Die Straßenlaterne, die nachts das Dunkel des Zimmers, in dem ich liege und auf den Tod warte, mit ihrem sanften Licht erfüllt, ist für heute erloschen. Nun ist es die Sonne, die den Baum vor meinem Fenster einhüllt in sanftes, wärmendes Licht. So kann ich ihn also wieder sehen, den letzten Apfel an diesem Baum. Dort ist er, allein wie ich, sterbend wie ich und ebenso dem Schicksal trotzend.
„Halte durch!“, rufe ich ihm zu, als ich sehe, wie der Wind an ihm zerrt, „Halte durch!“

Denn ich weiß, wenn er fällt, dann sterbe auch ich. Ein tröstlicher Gedanke – irgendwie – zu wissen, ich gehe nicht allein von dieser Welt, noch etwas anderes wird mit mir zusammen zu Erde werden. Zu Erde, die neuem Leben Halt und Nahrung sein kann, sein wird. Doch noch möchte ich am Leben festhalten. Einen Moment noch, einen kurzen.
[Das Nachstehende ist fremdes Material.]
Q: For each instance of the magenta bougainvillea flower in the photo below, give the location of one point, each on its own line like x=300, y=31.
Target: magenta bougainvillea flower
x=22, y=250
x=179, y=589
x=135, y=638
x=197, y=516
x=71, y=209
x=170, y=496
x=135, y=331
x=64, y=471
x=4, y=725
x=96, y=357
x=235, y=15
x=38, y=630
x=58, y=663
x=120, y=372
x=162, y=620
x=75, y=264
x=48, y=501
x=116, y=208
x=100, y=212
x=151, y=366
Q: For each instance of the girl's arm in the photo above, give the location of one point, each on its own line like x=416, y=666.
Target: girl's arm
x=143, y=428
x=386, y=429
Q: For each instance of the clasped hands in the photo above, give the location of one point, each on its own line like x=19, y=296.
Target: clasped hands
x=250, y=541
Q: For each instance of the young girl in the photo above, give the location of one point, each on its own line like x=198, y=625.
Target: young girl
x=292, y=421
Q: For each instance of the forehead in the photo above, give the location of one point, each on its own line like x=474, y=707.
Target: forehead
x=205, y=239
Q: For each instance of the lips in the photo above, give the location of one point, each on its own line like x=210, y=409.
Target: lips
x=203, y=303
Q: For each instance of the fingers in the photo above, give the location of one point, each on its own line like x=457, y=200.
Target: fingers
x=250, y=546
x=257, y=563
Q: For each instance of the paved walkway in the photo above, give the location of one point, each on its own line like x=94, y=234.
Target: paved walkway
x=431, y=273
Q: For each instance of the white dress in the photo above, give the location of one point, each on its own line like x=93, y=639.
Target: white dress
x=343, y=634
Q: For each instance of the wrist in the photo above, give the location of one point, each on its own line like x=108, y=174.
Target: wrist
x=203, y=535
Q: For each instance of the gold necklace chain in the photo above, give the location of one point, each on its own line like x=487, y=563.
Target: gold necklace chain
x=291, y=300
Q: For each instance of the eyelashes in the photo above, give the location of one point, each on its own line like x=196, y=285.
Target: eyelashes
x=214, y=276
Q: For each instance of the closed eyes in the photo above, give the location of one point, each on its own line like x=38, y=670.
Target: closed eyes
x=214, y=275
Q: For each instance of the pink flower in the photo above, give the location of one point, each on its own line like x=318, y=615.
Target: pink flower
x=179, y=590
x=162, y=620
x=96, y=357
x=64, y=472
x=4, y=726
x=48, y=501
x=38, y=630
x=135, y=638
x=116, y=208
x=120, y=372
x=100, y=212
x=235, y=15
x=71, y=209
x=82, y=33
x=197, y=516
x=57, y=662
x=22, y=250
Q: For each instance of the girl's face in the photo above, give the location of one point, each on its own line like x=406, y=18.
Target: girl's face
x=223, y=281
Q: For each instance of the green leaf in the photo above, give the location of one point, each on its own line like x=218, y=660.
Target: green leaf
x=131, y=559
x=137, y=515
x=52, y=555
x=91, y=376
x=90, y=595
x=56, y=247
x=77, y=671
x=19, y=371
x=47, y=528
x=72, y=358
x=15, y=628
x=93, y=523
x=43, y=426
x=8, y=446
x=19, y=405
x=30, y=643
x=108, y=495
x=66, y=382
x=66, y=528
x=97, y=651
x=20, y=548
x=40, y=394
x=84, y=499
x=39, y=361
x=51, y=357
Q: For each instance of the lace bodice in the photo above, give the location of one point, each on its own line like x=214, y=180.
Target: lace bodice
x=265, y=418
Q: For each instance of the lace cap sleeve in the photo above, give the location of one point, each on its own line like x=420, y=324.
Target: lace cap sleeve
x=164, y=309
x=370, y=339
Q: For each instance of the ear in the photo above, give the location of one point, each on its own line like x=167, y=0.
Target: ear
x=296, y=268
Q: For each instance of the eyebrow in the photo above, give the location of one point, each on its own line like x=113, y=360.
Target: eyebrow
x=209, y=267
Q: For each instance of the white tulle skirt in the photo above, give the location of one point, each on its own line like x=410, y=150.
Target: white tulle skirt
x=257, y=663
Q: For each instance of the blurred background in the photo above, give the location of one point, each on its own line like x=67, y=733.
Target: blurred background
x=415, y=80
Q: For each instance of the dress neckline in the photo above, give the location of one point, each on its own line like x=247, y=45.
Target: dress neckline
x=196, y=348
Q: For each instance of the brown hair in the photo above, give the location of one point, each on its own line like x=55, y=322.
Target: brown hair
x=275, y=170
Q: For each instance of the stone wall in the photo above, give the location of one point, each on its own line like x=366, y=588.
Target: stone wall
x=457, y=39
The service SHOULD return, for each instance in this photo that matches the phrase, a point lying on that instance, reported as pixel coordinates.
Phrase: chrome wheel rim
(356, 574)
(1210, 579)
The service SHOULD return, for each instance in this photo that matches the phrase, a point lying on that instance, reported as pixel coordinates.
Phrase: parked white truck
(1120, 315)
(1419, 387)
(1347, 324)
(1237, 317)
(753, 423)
Auch der Apfel wehrt sich gegen den Wind. Wie zwei Soldaten, die getrennt voneinander – sich dem Feind nicht geschlagen geben wollen, ringen wir um jeden Atemzug. Jede Sekunde, die wir es schaffen, erhellt unser Sein noch einmal, wie die strahlende Sonne den kalten Tag.

Sogar ein Lächeln, das mein krankes Herz erwärmt ist, mir vergönnt. Denn nun kommt, das Eichhörnchen, das ich Hanns getauft habe, und das in diesem Baum wohnt, zurück zu seinem Koben. Es lässt sich nieder auf dem Ast des Apfels, scheint zu mir hineinzuschauen. Seine Leichtigkeit wiegt zu schwer für meinen verwesenden Freund: Er löst sich, von dem, der ihm einst Halt und Nahrung gab und landet – ich glaube den stumpfen Aufprall zu hören, ja zu sehen und zu fühlen – mitten auf dem Rosenbeet.
Und ich? Auch ich schließe nun meine Augen und gehe dem Licht im Dunkel entgegen, lächele, in der Gewissheit, dass meine Seele beobachten kann, wie meine leblose Hülle bald neues Leben ermöglichen wird.